Getting Ready to Sit Down and Focus

Guested Authored By Heather Fite, MS, OTR/L

We have become accustomed to a more sedentary lifestyle: sitting at a desk either at school or work, on the couch to relax, or down for dinner. For most of us adults, we have figured out a way to combat this either by working out, going for a walk during our lunch break, running errands, or being outdoors. How about our kids? They wake up, get ready for school, sit at a desk to learn, sit at a table to eat lunch with their friends, sit some more when they get home so they can do homework, eat dinner, and then go to bed. Most of the time they will choose to sit and play on a screen or watch television rather than getting up and being physically active during their free time.
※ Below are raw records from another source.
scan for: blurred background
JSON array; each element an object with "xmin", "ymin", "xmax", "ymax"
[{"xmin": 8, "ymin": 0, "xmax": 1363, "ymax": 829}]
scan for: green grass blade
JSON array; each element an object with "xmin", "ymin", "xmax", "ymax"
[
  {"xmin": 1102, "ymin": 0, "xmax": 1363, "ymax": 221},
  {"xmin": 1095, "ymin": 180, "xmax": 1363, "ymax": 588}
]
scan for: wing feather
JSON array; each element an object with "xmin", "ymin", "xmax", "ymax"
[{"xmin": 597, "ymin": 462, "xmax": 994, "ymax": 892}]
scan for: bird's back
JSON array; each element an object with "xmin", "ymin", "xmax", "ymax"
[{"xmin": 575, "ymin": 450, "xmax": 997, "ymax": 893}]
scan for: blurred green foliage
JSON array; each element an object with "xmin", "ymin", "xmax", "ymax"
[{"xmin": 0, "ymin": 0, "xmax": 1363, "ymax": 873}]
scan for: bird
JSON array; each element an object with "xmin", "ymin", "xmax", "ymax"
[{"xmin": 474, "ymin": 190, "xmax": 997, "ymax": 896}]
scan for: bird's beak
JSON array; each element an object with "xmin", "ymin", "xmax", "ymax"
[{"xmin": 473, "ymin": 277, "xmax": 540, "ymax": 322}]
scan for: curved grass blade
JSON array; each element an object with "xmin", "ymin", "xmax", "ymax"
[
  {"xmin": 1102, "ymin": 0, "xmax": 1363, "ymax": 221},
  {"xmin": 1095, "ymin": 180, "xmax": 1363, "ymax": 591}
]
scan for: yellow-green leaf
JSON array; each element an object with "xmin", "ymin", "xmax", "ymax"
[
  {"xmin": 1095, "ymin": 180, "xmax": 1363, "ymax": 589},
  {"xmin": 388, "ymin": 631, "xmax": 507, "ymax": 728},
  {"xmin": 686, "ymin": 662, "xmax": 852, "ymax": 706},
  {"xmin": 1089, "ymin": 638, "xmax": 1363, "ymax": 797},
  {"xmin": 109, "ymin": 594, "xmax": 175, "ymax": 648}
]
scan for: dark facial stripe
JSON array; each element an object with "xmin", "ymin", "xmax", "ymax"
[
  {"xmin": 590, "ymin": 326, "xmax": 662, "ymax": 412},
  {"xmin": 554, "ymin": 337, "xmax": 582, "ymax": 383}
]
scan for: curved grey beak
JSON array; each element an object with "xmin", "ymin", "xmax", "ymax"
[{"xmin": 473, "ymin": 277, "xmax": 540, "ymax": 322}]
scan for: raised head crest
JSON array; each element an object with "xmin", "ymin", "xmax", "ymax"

Then we wonder, “Why are they having such a difficult time sitting still and remaining focused?” When what we should be asking ourselves is, “How can we help them increase their focus?”

Here are a few helpful tips on how to help your child increase their regulation in order to better prepare them for the sitting they have to do throughout their daily routine:

  • Yoga – There are so many wonderful benefits to yoga including, but not limited to, increasing sensory regulation, body awareness, postural control and balance, strength and endurance, and full body coordination, as well as decreasing stress, anxiety, fatigue and insomnia.
  • Breathing Activities – Blowing bubbles, blowing up balloons, blowing through a straw to make an object move, etc. By having your child engage in breathing exercises it can improve their blood flow, increase their energy level, and improve their postural control.
  • Get Outside! – Having your child be outdoors has countless benefits to increase their regulation before having to sit down to focus. Some options include playing at the playground, riding their scooter/bike, kicking/throwing a ball around, etc. There are endless opportunities for them to partake in when outside.
  • Animal Walks – Bear walk, frog jump, bunny hop, inch worm, and alligator crawl are just a few animal walks to choose from. They can create their own sequence, choose from a couple different ones, or you can create the sequence for them.
  • Obstacle Course – Get creative! Do you have a tunnel, something for a child to walk around or balance on, or maybe a scooter or trampoline? Do you have a puzzle they can put together, beads to string, or Legos they can build? You can make an obstacle course for them to engage in.
  • Dance Party – What kind of music does your child like? Disney or Kids Bop? Clear some space, crank up the music, and dance! Such a fun and easy way to get their blood moving!

By having your child engage in sensory rich gross motor activities, it allows for their blood and oxygen to move within their bodies and into their brain, which helps increase their focus and attention to a sedentary task. Plus, there are so many other health benefits to encouraging your child to get up and move. Let your child take a break, just make it a movement break, and see what it can do for them!